There is no built-in support for distributed computing as there is in (say) Erlang. The semantics are whatever your implementation defines. There are existing implementations like Cloud Haskell that you can look at for examples.
Neither. Haskell will automatically do whatever work is necessary to provide a value that is demanded and no more.
Haskell (and GHC in particular) does not do anything to automatically parallelize evaluation because there is no known universal strategy for parallelizing that is strictly better than not parallelizing. See Why is there no implicit parallelism in Haskell? for more info.
No. See (2).
For the same machine, it uses the pool of sparks and the work-stealing system described above. There is no notion of "clustering".
For an overview of parallel and concurrent programming in Haskell, see the free book of the same name by Simon Marlow, a primary author of GHC's runtime system.
Multithreading
As far as SMP parallelism† is concerned, Haskell is very effective. It's not quite automatic, but the parallel library makes it really easy to parallelise just about anything.

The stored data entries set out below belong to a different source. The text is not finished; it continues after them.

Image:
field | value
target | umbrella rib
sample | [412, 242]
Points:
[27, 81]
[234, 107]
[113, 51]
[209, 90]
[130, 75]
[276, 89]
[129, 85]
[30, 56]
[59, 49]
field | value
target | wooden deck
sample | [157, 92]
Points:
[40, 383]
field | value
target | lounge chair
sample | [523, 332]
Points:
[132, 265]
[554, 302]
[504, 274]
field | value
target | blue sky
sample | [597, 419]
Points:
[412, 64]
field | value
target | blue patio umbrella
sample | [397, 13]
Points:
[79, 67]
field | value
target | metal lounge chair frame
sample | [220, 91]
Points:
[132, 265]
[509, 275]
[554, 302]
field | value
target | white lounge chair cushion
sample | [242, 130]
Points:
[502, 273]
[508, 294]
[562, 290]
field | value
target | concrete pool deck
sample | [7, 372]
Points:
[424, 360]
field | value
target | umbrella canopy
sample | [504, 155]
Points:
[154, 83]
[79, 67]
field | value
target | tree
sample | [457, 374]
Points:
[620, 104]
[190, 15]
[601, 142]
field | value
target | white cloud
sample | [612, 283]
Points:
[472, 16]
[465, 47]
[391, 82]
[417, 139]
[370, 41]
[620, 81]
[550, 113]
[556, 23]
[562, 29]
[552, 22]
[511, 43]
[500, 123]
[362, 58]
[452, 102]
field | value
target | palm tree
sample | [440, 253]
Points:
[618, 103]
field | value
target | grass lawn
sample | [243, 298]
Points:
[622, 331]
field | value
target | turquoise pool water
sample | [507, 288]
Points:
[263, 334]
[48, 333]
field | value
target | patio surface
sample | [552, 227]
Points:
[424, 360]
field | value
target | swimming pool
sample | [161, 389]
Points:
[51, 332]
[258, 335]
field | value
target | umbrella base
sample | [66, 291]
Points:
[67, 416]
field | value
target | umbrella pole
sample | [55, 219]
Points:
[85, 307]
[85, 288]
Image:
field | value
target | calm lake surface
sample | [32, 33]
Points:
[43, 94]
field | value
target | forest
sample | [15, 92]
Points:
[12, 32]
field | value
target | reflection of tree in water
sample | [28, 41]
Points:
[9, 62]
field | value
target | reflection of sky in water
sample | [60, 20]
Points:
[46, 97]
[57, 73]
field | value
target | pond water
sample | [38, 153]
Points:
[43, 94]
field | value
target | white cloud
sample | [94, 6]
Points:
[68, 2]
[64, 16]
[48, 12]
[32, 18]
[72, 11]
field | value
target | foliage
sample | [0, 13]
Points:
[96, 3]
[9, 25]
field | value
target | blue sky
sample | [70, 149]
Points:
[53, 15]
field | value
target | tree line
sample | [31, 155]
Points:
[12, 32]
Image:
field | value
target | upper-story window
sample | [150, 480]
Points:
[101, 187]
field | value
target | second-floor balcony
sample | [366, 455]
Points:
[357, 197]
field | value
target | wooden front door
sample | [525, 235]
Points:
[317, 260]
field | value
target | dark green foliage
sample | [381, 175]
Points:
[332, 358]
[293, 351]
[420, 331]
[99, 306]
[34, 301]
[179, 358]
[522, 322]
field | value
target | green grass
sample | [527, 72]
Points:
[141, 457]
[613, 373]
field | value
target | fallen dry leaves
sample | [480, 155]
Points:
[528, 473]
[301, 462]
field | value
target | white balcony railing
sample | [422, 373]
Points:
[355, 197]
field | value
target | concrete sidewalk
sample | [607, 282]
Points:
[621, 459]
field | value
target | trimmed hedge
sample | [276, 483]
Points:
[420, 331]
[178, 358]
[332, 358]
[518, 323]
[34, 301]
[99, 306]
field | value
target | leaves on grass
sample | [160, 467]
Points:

Because the sparks are so cheap, you can be pretty careless and just ask for lots of parallelism; the runtime will then know what to do.
Unlike in most other languages, it is not a big problem if you have highly branched data structures, tricky dynamic algorithms etc. – thanks to the purely functional paradigm, parallel Haskell never needs to worry about locks when accessed data is shared.
I think the biggest caveat is memory: GHC's garbage collector is not concurrent, and the functional style is rather allocation-happy.
Apart from that, it's possible to write programs that look like they're parallel, but really don't do any work at all but just start and immediately return because of laziness. Some testing and experience is still necessary. But laziness and parallelism are not incompatible; at least not if you make sure you have big enough “chunks” of strictness in it. And forcing something strict is largely trivial.
Simpler, common parallelism tasks (which could be expressed in a map-reduce manner, or the classic array-vector stuff – the ones which are also easy in many languages) can generally be handled even easier in Haskell with libraries that parallelise the data structures; the best-known of these is repa.
Distributed computing
There has been quite some work on Cloud Haskell, which is basically Erlang in library form. This kind of task is less straightforward: the idea of any explicit message sending is a bit against Haskell's grain, and many aspects of the workflow become more cumbersome if the language is so heavily focused on its strong static typing (which is in Haskell otherwise often a huge bonus that doesn't just improve safety and performance but also makes it easier to write).
I think it's not far off to use Haskell in a distributed concurrent manner, but we can't say it's mature in that role yet. For distributed concurrent tasks, Erlang itself is certainly the way to go.
Clusters
Honestly, Haskell won't help you much at all here. A cluster is of course in principle a special case of a distributed setup, so you could employ Cloud Haskell; but in practice the needs are very different. The HPC world today (and probably quite some time into the future) hinges on MPI, and though there is a bit of existing work on MPI bindings, I haven't found them usable, at least not just like that.
MPI is definitely also quite against Haskell's grain, what with it's FORTRAN-oriented array centrism, weird ways of handling types and so on. But unless you go nuts with Haskell's cool features (though often it is so tempting!) there is no reason you couldn't write typical number-crunching code also in Haskell. The only problem is again support/maturity, but it's a considerable problem; so for cluster computing I'd recommend C++, Python or Julia instead.
An interesting alternative is to generate MPI-parallelised C or C++ code from Haskell. Paraiso is one nice project that does this.
Pipe dreams
I have often though about what could be done to make the distributed computing feasible in idiomatic Haskell. In principle I believe laziness could be a big help there. The model I'd envision is to let all machines compute independently the same program, but make use of the fact that Haskell evaluation has generally no predetermined order. The order would be randomised on each machine. Also the runtime would track how long some computation branch took to complete, and how big the result is. If a result is deemed both expensive and compact enough to warrant it, it would then be broadcast to the other nodes, together with some suitable hash that would allow them to shortcut that computation.
Such a system would never be quite as efficient as a hand-optimised MPI application, but it could at least offer the same asymptotics in many cases. And it could handle vastly more complex algorithms with ease.
But again, that's totally just my vague hopes for the not-so-near future.
†You said concurrency (which isn't so much about computation as about interaction), but it seems your question is in essence about pure computations?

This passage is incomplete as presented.